A self-navigating Nissan Leaf has successfully driven itself for 230 miles, which is the longest and most complex journey undertaken so far on UK roads by an autonomous car.
The car, fitted with GPS, radar, Lidar laser measurement technology and cameras that build up a perception of the world around it, travelled from Cranfield, Bedfordshire, to the Nissan factory in Sunderland. The route included motorways, complex roundabouts and high-speed country lanes with no road markings, white lines or kerbs. The autonomous technology activated along the route whenever the vehicle needed to stop, start or change lanes – it even paused at several service stations to recharge its batteries. Two engineers were on board to monitor it at all times.

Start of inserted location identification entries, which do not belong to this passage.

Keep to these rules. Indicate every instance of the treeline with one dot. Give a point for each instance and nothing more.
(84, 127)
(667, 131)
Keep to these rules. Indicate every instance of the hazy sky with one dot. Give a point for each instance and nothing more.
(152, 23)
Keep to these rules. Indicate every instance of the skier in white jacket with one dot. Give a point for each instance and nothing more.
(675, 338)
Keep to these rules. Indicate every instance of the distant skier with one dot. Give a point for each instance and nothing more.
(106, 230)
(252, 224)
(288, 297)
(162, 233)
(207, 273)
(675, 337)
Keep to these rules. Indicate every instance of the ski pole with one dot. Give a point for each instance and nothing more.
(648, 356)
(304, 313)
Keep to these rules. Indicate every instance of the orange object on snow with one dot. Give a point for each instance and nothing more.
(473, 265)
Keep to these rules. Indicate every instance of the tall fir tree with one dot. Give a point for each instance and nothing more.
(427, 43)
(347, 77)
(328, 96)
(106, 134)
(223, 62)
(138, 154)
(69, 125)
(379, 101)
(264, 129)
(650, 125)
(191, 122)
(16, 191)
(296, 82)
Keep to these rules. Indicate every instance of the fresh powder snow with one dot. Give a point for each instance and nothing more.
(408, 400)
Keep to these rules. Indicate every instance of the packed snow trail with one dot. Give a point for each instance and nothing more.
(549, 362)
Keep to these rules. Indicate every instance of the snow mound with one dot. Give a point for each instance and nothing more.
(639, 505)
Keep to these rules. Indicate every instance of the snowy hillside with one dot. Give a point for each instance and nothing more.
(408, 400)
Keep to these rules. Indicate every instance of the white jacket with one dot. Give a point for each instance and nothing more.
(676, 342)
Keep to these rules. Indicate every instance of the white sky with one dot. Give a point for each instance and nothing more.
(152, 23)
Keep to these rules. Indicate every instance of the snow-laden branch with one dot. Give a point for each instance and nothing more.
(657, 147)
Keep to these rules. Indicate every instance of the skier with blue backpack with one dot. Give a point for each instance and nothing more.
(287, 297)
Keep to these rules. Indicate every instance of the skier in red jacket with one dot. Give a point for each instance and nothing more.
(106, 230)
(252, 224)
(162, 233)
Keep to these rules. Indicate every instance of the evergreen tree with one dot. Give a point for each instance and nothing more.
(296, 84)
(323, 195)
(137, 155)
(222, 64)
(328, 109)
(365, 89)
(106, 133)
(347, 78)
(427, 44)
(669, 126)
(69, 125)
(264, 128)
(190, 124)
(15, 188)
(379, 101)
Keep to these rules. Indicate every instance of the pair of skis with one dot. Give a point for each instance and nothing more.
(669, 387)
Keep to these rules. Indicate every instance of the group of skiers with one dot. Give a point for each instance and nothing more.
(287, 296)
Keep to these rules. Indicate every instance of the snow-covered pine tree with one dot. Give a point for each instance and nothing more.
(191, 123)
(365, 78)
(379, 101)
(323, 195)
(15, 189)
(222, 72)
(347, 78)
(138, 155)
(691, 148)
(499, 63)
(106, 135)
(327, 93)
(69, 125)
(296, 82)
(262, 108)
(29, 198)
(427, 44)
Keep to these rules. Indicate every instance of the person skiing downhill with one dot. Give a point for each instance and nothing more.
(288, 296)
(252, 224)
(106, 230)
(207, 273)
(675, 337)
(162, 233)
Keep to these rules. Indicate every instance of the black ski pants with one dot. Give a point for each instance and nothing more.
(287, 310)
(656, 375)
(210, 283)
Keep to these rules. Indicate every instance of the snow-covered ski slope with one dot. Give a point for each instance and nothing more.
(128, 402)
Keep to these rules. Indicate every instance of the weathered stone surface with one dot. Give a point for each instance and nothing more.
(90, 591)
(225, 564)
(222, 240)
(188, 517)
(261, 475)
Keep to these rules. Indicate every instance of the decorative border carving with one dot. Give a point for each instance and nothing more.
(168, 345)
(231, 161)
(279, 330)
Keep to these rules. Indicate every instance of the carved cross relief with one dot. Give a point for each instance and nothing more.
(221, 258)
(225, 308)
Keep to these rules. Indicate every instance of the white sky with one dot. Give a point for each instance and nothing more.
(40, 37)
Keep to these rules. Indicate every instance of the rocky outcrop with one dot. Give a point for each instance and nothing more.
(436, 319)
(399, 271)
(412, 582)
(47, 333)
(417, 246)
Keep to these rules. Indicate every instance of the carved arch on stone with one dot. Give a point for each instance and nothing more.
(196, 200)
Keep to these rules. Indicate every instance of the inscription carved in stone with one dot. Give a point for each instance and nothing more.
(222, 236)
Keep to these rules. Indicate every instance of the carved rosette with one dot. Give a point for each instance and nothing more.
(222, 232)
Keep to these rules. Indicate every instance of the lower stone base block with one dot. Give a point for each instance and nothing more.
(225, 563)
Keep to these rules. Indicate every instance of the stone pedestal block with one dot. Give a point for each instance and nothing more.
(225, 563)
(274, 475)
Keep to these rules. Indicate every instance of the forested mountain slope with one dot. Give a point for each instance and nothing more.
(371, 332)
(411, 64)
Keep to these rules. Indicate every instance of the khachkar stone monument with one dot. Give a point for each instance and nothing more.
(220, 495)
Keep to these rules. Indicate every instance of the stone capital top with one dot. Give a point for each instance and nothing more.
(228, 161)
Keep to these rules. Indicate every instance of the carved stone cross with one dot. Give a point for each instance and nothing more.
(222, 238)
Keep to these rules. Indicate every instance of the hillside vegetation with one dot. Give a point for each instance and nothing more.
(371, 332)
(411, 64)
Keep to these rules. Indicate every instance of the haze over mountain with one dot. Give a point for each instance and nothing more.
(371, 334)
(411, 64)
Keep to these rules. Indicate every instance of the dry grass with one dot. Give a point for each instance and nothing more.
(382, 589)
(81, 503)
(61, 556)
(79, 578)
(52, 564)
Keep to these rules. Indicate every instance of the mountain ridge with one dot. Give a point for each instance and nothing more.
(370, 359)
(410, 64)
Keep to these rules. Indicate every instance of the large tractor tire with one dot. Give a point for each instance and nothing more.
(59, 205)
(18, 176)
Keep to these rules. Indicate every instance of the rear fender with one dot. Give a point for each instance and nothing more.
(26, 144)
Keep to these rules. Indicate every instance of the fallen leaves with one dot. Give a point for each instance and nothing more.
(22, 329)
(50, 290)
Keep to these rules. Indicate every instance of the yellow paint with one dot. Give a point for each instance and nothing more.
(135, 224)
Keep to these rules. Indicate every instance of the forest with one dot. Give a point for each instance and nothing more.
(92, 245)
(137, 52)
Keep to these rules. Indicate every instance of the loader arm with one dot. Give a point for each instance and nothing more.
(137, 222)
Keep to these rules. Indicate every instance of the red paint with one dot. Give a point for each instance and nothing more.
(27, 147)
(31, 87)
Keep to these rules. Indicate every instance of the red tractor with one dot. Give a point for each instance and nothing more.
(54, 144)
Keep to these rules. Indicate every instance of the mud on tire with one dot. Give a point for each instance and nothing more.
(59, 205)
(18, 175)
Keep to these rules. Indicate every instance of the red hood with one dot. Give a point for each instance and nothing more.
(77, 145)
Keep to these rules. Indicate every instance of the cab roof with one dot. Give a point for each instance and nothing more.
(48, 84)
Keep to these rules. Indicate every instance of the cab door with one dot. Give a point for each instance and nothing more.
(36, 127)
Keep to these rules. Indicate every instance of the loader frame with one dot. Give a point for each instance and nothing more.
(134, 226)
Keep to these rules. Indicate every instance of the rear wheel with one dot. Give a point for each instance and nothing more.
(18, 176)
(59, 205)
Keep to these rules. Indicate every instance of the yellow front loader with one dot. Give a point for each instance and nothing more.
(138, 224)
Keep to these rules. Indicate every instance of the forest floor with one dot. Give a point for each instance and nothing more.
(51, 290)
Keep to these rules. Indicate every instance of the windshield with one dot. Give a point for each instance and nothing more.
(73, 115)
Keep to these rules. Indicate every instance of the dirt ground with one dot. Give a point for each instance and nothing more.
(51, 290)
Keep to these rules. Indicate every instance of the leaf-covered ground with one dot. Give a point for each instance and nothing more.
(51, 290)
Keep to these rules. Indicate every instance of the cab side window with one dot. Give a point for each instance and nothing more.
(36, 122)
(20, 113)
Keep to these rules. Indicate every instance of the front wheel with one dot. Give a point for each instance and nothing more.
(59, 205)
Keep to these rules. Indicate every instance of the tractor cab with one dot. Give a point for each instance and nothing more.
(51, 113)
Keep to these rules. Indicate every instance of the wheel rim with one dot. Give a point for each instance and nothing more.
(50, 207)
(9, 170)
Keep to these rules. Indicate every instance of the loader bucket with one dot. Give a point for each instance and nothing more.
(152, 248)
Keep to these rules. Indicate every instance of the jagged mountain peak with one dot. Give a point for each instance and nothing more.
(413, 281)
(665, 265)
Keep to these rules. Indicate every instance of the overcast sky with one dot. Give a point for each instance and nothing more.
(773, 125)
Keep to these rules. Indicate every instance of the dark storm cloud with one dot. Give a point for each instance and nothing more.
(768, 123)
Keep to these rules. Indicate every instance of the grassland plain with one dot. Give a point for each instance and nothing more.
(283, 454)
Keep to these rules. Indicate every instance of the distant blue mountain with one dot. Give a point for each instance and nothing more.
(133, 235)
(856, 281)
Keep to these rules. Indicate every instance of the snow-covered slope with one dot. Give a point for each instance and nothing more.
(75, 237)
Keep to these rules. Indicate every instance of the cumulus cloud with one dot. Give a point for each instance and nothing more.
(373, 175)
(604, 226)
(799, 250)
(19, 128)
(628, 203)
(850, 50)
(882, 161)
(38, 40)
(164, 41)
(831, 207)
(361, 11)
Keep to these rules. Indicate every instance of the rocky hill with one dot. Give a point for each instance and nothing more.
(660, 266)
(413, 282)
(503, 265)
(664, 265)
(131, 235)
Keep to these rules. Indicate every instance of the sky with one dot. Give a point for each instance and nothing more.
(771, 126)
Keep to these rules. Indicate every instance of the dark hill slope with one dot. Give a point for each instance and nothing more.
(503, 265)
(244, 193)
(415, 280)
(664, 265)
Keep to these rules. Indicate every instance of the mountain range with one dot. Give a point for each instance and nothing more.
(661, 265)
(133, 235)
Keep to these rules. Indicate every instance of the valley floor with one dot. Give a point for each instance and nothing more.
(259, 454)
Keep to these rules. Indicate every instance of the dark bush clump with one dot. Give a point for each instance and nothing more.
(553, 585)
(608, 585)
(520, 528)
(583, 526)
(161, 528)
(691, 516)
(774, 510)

The achievement was the culmination of 30 months’ work by the HumanDrive consortium, a £13.5 million project jointly funded by the UK government through the Centre for Connected and Autonomous Vehicles (CCAV) and Innovate UK, plus nine other consortium partners. The collaborative project explores how new technologies can make autonomous vehicle systems feel human-like and natural.
Why is this relevant to classics? Well, the ultimate goal of all this technology is to take any responsibility away from the driver to eliminate the main cause of accidents – driver error. Could it end up restricting our right to drive those very classics on the road? There’s surely a long way to go, but the technology is developing fast.